Ants

How Can Ants Be Attracted to Sperm?

Several species of ants produce chemoattractants, such as the odorant progesterone in cumulus oophorus and the sea stars’ “resact”. Sperm chemoattractants are released from the female reproductive structures, such as the egg jelly of sea stars and the egg accessory organs of hydrozoans.

Sperm chemoattractants can be proteins, peptides, or other substances, and have been identified in several species. Sperm chemoattractants have been found in sea stars, cuttlefish, abalone, and sea urchins.

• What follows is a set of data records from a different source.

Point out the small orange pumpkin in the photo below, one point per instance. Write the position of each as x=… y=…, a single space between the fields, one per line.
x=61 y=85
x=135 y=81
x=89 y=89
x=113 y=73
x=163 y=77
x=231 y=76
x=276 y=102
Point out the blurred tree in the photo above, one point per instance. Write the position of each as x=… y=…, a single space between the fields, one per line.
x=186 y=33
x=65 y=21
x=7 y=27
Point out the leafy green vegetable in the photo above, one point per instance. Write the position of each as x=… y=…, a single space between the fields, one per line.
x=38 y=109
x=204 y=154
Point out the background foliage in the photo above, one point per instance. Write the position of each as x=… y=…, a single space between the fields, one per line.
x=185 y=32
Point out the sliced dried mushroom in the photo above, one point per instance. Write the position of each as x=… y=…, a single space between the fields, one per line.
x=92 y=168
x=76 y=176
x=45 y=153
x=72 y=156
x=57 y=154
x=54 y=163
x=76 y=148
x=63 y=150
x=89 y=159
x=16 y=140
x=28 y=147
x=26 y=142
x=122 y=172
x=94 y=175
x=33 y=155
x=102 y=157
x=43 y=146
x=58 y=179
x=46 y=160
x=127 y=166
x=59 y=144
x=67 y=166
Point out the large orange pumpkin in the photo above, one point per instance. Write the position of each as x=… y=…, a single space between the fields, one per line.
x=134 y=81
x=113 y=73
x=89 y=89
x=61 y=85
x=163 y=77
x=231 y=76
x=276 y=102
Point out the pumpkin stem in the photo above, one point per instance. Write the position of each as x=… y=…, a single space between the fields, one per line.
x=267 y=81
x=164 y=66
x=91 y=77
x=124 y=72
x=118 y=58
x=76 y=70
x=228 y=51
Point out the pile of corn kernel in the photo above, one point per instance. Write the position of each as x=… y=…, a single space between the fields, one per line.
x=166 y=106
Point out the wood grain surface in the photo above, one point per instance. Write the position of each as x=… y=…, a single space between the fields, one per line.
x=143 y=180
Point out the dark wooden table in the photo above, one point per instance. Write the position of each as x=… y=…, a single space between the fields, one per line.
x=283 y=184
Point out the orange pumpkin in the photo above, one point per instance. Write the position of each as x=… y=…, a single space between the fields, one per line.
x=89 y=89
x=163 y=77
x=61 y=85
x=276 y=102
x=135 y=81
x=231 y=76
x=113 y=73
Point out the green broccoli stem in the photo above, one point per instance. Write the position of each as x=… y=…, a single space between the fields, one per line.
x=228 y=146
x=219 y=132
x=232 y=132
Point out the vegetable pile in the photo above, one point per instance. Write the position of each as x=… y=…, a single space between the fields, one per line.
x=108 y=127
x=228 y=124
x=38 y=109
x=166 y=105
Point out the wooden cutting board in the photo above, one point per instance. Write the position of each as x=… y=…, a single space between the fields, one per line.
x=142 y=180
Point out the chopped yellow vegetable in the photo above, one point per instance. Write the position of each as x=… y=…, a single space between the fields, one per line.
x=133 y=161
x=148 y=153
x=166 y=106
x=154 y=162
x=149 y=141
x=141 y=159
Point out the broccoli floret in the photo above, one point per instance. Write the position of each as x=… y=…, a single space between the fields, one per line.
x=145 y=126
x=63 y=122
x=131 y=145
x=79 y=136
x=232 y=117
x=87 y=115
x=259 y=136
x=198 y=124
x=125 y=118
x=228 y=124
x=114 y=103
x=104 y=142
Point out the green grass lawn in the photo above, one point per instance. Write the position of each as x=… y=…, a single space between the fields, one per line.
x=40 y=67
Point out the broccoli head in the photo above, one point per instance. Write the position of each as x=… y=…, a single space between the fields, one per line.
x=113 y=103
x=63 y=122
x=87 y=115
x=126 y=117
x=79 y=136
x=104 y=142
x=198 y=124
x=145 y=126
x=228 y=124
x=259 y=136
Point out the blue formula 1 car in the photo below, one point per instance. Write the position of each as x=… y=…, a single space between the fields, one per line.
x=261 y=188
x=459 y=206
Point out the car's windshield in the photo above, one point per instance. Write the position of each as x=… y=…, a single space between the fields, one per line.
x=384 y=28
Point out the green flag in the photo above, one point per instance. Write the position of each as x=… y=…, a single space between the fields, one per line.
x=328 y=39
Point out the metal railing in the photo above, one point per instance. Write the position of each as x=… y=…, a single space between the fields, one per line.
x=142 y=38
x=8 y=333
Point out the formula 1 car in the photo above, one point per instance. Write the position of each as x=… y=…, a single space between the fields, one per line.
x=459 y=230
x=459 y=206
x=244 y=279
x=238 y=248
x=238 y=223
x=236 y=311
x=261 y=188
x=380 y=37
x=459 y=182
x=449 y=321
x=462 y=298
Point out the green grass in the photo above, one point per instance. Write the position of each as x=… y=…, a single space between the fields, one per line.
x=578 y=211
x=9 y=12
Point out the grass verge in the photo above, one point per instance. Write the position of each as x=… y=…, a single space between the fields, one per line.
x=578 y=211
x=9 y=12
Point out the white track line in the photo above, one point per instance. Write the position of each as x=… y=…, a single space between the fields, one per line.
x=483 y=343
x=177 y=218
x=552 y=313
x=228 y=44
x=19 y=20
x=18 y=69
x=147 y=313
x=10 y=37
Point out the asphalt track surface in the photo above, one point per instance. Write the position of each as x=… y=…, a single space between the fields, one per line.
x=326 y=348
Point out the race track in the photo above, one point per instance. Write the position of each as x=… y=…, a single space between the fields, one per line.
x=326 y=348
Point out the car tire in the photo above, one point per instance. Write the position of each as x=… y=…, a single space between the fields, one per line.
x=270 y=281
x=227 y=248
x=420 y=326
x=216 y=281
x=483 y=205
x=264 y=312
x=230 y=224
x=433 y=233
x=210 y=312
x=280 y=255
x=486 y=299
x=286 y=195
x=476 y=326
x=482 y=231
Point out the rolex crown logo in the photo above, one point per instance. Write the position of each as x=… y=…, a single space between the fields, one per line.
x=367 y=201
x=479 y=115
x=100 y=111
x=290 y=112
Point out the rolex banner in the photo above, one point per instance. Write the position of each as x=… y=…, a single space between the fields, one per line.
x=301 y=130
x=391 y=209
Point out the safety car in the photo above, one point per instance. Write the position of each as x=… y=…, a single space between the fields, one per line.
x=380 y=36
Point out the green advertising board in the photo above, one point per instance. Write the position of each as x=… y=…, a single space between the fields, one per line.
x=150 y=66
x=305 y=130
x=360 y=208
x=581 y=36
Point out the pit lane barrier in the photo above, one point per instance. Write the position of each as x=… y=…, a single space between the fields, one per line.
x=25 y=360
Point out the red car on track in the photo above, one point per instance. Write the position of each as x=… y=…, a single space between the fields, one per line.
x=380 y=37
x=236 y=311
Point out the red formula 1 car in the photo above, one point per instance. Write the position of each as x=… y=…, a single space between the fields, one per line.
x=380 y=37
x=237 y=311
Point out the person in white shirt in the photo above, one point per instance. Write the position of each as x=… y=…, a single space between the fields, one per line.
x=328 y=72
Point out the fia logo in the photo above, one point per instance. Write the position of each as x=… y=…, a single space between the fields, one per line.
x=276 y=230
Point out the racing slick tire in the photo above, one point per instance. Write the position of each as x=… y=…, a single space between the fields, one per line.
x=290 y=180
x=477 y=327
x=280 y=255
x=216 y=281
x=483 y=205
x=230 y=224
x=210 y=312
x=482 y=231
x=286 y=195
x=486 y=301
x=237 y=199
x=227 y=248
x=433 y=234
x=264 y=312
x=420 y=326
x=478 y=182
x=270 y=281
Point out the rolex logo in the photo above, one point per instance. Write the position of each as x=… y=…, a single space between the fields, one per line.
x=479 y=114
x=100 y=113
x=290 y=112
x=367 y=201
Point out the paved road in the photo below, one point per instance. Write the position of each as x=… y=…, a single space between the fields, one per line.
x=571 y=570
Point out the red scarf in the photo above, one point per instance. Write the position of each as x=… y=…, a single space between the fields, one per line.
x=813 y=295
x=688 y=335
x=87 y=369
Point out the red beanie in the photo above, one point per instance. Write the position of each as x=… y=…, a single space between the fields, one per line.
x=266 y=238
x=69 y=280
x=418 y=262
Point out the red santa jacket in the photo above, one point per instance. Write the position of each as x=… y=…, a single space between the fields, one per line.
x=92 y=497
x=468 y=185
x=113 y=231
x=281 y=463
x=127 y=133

Sperm attractants can induce chemotaxis, or the movement of spermatozoa towards an egg. This is a well-known behavior in vertebrates, marine invertebrates, and nematodes. Sperm chemoattractants vary from species to species, but are often proteins.

A recent study examined the effects of rival seminal fluid on sperm motility. Among other things, rival seminal fluid induces motility and may also induce ROS damage, leading to sperm mortality.

In addition to its ability to induce motility, rival seminal fluid may also induce metabolic exhaustion of genetically different sperm. This may lead to sperm mortality, but the molecular mechanisms behind this are unclear.

One of the possible explanations is that sperm use molecular cues from rival seminal fluid. However, the mechanisms of sperm incapacitation in Acromyrmex leaf-cutting ants are unlikely to have evolved in the same direction as those of queens.

Sperm incapacitation has been predicted in ant queens, but it is not yet known how they achieve this. In many species, such as the leaf-cutting ants, the queen has an enlarged bursa copulatrix, which encloses her spermatheca and contains little or no fluid.